Multinationals are increasingly looking for ways to achieve greater efficiency to improve their market position, and it is common for them to arrange for a wide scope of services for group members on a centralised basis.

Such services typically include management, coordination, and control functions. Indian taxpayers who are a part of the multinational group make payments for such centralised services, mostly with an element of mark-up. From a transfer pricing perspective, these services should be shown to be at arm’s length.

Under the arm’s length principle, a service is considered to be rendered when the activity provides economic or commercial value to the recipient.

However, issues arise when justifying that a ‘benefit’ is anticipated, or has been obtained, from the payment for such services, and determining what amount would be appropriate as ‘arm’s length’.

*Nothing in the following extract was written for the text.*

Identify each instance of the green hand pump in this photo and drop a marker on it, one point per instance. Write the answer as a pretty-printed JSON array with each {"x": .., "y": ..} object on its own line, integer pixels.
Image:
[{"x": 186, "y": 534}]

Tax authorities have been vigorously scrutinising intra-group service transactions, and have challenged taxpayers to justify such payments. The authority’s approach has been to make a detailed enquiry into the nature of the services, organisational structure of the Indian entity, value of the services, determination of costs, benefit received by the Indian affiliate, allocation key adopted, and methodology chosen to defend the payment.

Taxpayers are typically asked to describe the activities undertaken by the foreign affiliates, and also quantify the time spent in India. The information requested suggests that the tax authorities expect a taxpayer to demonstrate that a service has been rendered by an overseas affiliate, resulting in an economic or commercial benefit.

The authorities also expect the taxpayer to demonstrate that the benefits received are not remote or incidental, that the activities are not shareholder activities, or that the services cannot be duplicated.

Given the breadth and depth of the enquiry, compiling the necessary information has been an onerous and time-consuming task for the taxpayers, and it has been compounded by the short time-frame given for responses.

While payments for direct charge mechanism may be easily substantiated, challenges arise in demonstrating benefits for services based on indirect charge mechanism.

In the absence of adequate documentation, tax authorities have contended that no benefit is received by the Indian entity, and have disallowed the entire payment charge by determining the transaction value as ‘nil’.

The challenges facing taxpayers in meeting the authorities’ demand for information have made such transactions easy pickings for making significant transfer pricing adjustments in recent years.

According to Ernst & Young’s survey in 2010, documentation of service transactions has often lagged documentation for tangible goods. Accordingly, taxpayers need to prepare for audits in advance by building a robust transfer pricing defence file, based on the information or data requests made in recent audits, and adopt a proactive approach to transfer pricing dispute resolution early in the audit cycle.